Partisan polarization is perhaps the most broadly consequential development of the last half-century of American politics. The parties have steadily diverged since the late 1960s, and by some measures are farther apart than at any point in American history. The divide is now so great that it is no longer rare for close observers to wonder if the political system can survive without a larger ballast of representatives in the political center. With political elites divided into zero-sum teams, many of the norms of the US democratic system have begun to fray.
A series of reforms have been proposed to reintroduce this center to American politics. The reforms generally share the assumption that the polarization of American elites is not what the mass public wants—that there are institutions standing between the voters and their desired government that steer outcomes toward the poles. One of the most interesting and closely-watched of these reforms has been the so-called Top Two primary system (hereafter, “Top Two”), a radically open and unconstrained version of the uniquely American institution of popular primaries. A traditional closed primary election only allows voters registered with a party to participate in its nomination contests; an open primary relaxes this constraint to allow participation by at least a subset of non-party members. The Top Two takes this logic near its furthest extreme, offering the same ballot to all voters regardless of party and letting them choose any candidate they like for each office. The two candidates receiving the most votes—also regardless of party—then advance to the general election, raising the novel prospect of intra-party contests in the fall. It turns the primary from its current form—an opportunity for parties to choose their standard-bearers—into a first-stage general election.
In recent years, California and Washington have adopted the Top Two system, raising the reform’s profile and encouraging other states to consider similar changes to their systems. These are forceful experiments testing the role of electoral institutions in modern partisan representation. Moreover, California has also recently tested another radical reform—independent redistricting—with a similar intended effect. If institutional reform is a potential lever in the American democratic system, these reforms amount to grabbing the lever and pulling as hard as possible.
We use the policy changes in these two states for analytical leverage to explore the effect of the political institutions on legislator behavior. Does the system elect more moderate legislators to public office? Might it be a useful tool for counteracting the trend toward greater partisan polarization? Footnote1 To what extent can we even say that partisan polarization is the product of institutions?

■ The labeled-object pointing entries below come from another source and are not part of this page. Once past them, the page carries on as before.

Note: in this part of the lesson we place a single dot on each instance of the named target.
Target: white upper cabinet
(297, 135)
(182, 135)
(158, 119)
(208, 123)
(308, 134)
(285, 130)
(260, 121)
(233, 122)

Our examination suggests that the Top Two has had a modest and somewhat inconsistent effect on representation since it was adopted in these two states. The evidence of post-reform moderation is stronger in California than in Washington (and even then only for Democrats), but this moderation is partly due to a contemporaneous policy change—radically new district lines drawn by an independent redistricting commission—rather than from the Top Two itself. There are also some signs that a change in term limits might have played a role. However, the Top Two might have helped to arrest growing liberalism among California Democrats, even as many other states have elected Democrats that are increasingly liberal. While it is still early in the policy experiment, at this point the Top Two appears to be of mixed success as a tool for mitigating polarization. At the same time, there might be a somewhat stronger case for redistricting reform than previously understood.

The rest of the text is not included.